Finding the cause of migraine headaches
Published: Tuesday, May 14, 2013 at 6:01 a.m.
Last Modified: Monday, May 13, 2013 at 6:47 p.m.
Q: I've had migraine headaches for 11 years and live on triptan drugs and ibuprofen. There must be something else I can do. Please lend some sensible “Suzy” insight, I'm desperate.
— J.C., Tuscon, Ariz.
A: The sensible thing for me to do is help you determine the cause of your headaches, rather than list supplements you've probably already tried. Migraines can steal the joy from your life, making you nauseous and sensitive to sounds, perfume and light, not to mention the pain! There are 50 other symptoms, too.
Even though your odds increase if a family member has migraines, I still think you can overcome them if you know the cause. That's the hardest part. Women are three times more likely to get migraines, compared to men, which speaks to an estrogen connection. A sudden drop in estrogen can trigger a headache.
Food sensitivities are common triggers, so I'd avoid foods that contain gluten, wheat, dairy, soy, eggs, corn, processed cold-cuts, wine, sulfites and chocolate. Give it three months to be fair. Avoid food additives at all costs, such as artificial colors, sweeteners or MSG.
Have you considered nutritional deficiencies? Magnesium deficiency is a common cause for headaches, depression, cramps and body aches.
How crazy would you think I was if I told you that H. pylori (the same bug associated with ulcers) is tied to migraines? A randomized, double-blind placebo controlled study proved it in 2012, and that was not the first study tethering bacteria, parasites, worms and viruses to migraines.

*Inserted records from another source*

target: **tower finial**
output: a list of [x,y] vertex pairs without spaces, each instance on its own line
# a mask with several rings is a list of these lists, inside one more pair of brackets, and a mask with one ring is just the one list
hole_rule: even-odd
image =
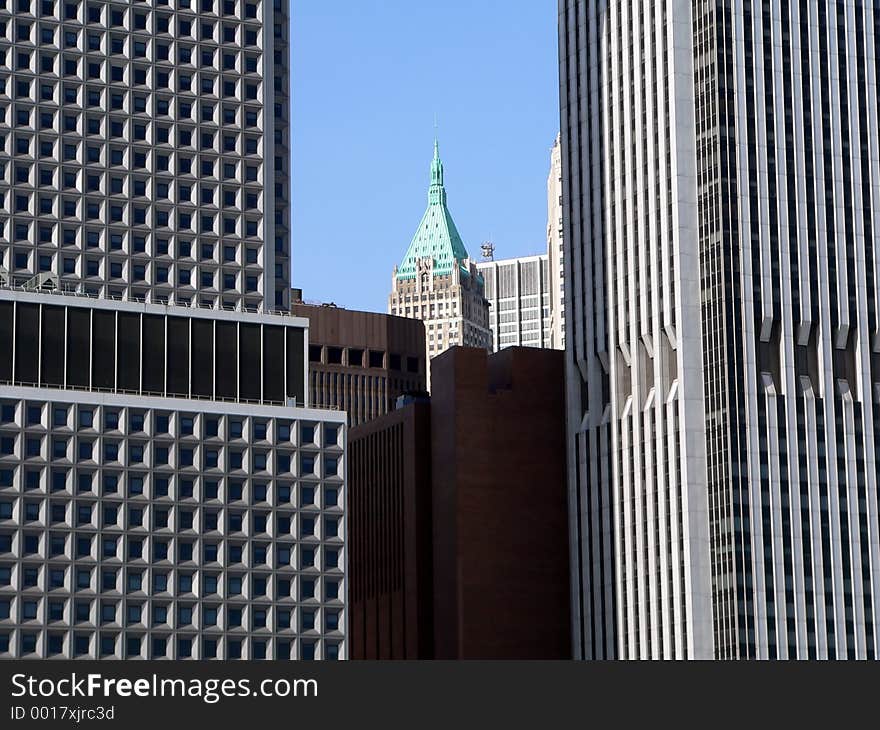
[[429,203],[446,204],[446,190],[443,187],[443,162],[440,160],[440,143],[434,136],[434,159],[431,161],[431,187],[428,190]]

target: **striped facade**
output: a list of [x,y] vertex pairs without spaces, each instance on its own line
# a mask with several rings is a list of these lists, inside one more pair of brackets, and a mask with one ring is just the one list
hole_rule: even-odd
[[489,302],[493,351],[551,347],[556,330],[548,256],[481,261],[477,270],[483,275]]
[[575,653],[873,658],[880,3],[559,10]]

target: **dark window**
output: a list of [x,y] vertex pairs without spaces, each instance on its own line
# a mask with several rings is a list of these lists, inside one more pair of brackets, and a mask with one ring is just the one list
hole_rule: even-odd
[[284,330],[263,328],[263,398],[284,401]]
[[158,316],[143,318],[144,390],[163,393],[165,389],[165,320]]
[[194,395],[211,396],[214,392],[214,324],[211,320],[192,321]]
[[38,374],[40,309],[19,304],[15,333],[15,375],[19,383],[36,383]]
[[67,310],[67,383],[86,387],[89,384],[90,312],[86,309]]
[[64,383],[64,309],[43,307],[41,378],[46,385]]
[[115,384],[116,314],[95,310],[92,344],[92,384],[113,388]]
[[189,321],[168,318],[168,393],[189,395]]
[[217,395],[223,398],[235,398],[238,392],[236,341],[236,325],[217,322],[216,361],[223,363],[223,367],[217,371]]

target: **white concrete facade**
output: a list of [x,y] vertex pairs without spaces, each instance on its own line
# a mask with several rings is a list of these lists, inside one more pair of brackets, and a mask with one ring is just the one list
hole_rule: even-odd
[[0,389],[0,658],[344,659],[345,414]]
[[553,296],[548,257],[521,256],[481,261],[489,302],[493,350],[505,347],[552,347]]
[[550,344],[565,349],[565,249],[562,241],[562,138],[550,150],[547,175],[547,258],[550,274]]
[[880,15],[559,12],[576,655],[874,658]]

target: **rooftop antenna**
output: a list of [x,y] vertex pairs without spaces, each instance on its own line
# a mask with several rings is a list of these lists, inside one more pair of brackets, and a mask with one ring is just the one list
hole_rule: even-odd
[[489,240],[483,241],[480,245],[480,252],[483,254],[483,261],[495,260],[495,244],[492,243],[492,236],[489,236]]

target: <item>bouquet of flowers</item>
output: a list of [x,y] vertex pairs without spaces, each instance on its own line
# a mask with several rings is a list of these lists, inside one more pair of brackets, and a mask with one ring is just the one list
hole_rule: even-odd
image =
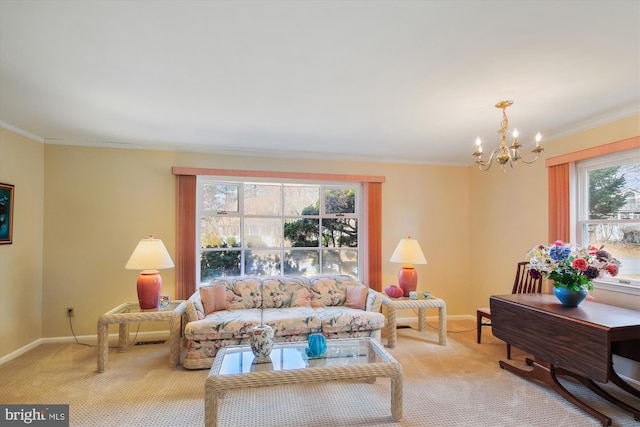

Experts cannot agree on why migraines occur. Some think there are arterial changes which create more blood flow to the head. Drugs like Imitrex, Zomig and Maxalt work by constricting blood vessels and should be taken immediately.
Other experts, including myself, think migraines have more to do with mitochondrial (mito) dysfunction and pain-causing cytokines than with inflamed blood vessels. Your mito are energy generators and normally pump out ATP (energy molecule) but something goes awry.
Restoring mito health and reducing cytokines should become every migraine sufferer's goal. Eradication of infection can help while supplements that support mito health are critical. CoQ10 (or ubiquinol) is among the best. A 2002 study (Cephalalgia) concluded that 61 percent of participants found at least a 50 percent reduction in the frequency of migraine attacks over four months with CoQ10. Migraineurs also could benefit tremendously from magnesium, riboflavin and lipoic acid. Wrap your head around this type of thinking because my new ideas might help you reach your ultimate goal — a pain free life!